Can We Please Make Room For Complex Female Athletes Like Hope Solo?

ByKATE FAGAN
January 22, 2015, 5:59 PM

— -- Hope Solo is complicated.

She is not just one thing. She is a ridiculously talented keeper, perhaps the best in the women's game. She is passionate and always speaks her mind -- even though doing so has landed her in more than a few thorny situations. And she has always seemed herself: no walls, optics be damned.

All of these qualities have attracted a legion of rabid fans, and have made Solo one of the most compelling personalities in women's sports. But along the way, the 33-year-old has also seemed to be teetering on the edge, like a sports car on two wheels, careening around a hairpin turn.

So in a way, the 30-day suspension that U.S. Soccer handed down Wednesday night seems a long time coming.

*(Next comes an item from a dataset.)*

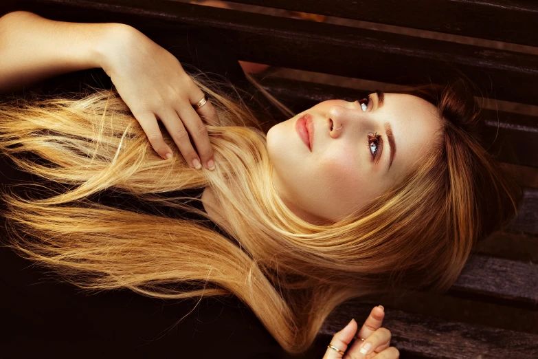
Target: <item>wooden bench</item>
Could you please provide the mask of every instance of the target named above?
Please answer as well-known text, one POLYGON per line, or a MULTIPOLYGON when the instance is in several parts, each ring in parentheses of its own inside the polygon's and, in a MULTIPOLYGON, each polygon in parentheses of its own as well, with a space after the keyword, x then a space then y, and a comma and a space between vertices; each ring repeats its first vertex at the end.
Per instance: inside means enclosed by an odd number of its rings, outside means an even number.
MULTIPOLYGON (((232 2, 538 46, 538 4, 524 0, 232 2)), ((442 82, 457 69, 480 87, 484 97, 538 105, 537 54, 175 1, 24 3, 29 11, 49 19, 128 23, 165 47, 173 45, 174 29, 193 27, 225 38, 239 60, 346 78, 407 85, 442 82)), ((258 78, 297 112, 329 98, 355 100, 371 90, 258 78)), ((483 135, 492 144, 489 150, 526 176, 522 179, 524 198, 517 217, 488 242, 491 248, 504 243, 511 250, 499 252, 486 246, 476 251, 444 296, 417 292, 404 299, 377 296, 346 302, 324 325, 320 347, 350 316, 360 323, 372 305, 383 304, 383 326, 392 331, 391 345, 401 358, 538 358, 538 188, 529 177, 538 178, 533 168, 538 167, 538 117, 492 109, 484 114, 488 128, 483 135), (444 308, 451 309, 445 312, 444 308), (489 316, 501 312, 516 318, 487 325, 489 316)))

Finally, someone else called a timeout for Solo, because she is apparently incapable of calling one for herself. It's a necessary suspension -- Solo needs to go away for a while, even though, it should be stated, she has not been convicted of a crime.

But this entire story raises a larger question: How do we talk about female athletes? What happens when a woman does not neatly fit into the media's and society's limited definition of who a female athlete can be and how she is supposed to act?

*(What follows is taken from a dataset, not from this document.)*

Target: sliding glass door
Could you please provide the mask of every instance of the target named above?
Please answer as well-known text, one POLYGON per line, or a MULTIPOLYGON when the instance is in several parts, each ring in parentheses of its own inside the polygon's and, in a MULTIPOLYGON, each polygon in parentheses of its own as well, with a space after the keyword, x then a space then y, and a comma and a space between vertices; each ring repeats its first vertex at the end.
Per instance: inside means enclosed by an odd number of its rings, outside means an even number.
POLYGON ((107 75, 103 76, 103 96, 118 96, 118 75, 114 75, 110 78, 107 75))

In other words: Can we make space for complicated, flawed female athletes?

At the moment, we rarely do. Instead, a few, well-worn narratives seem to exist for female athletes. There is the "sex symbol" (some tennis players, for instance) ... the "role model" (too many to name) ... the "girl next door" (see: many gymnasts and figure skaters) ... and the "cool, guy's gal" (some MMA fighters and women's basketball players). Female athletes who can supposedly be defined by one (or more) of the above labels account for the majority of stories told about women's sports. They're stereotypical, simplistic buckets to toss women in.

The truth is, these paint-by-numbers templates are helpful -- they allow us to say something, anything, about female athletes.

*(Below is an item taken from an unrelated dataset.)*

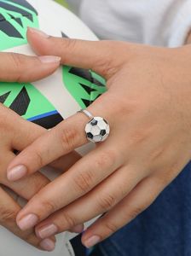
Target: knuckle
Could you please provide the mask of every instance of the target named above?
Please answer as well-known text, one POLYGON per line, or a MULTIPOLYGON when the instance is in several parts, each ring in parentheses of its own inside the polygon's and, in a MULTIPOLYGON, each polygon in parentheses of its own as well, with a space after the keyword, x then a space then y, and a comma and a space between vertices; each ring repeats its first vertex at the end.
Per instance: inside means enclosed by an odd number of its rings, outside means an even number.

But it's also trite. Original storytelling demands time and resources, commodities rarely devoted to women's sports.

So what happens when a female athlete exists far outside one of the aforementioned templates? Usually, she doesn't get any coverage at all, because nobody knows how to write about her, doesn't have the time to learn, or isn't interested enough in the first place. Often, those within women's sports are the biggest problem, as they shy away from saying anything remotely interesting or dynamic, for fear they'll lose the small piece of the pie that women's sports possesses. They'd rather play it safe and keep perpetuating the squeaky clean image, which is much safer than being vulnerable and real and flawed. (Of course, these things aren't mutually exclusive, and telling stories of positive female role models is extremely important.)

And the end result is that the media presents female athletes as mostly one-dimensional characters. Which, let's face it, is boring.

We love heroes. But heroes need villains. We love controversy. But controversy needs context. And women's sports exist in such a small sliver of space that room doesn't exist for that kind of dialogue, that kind of character development.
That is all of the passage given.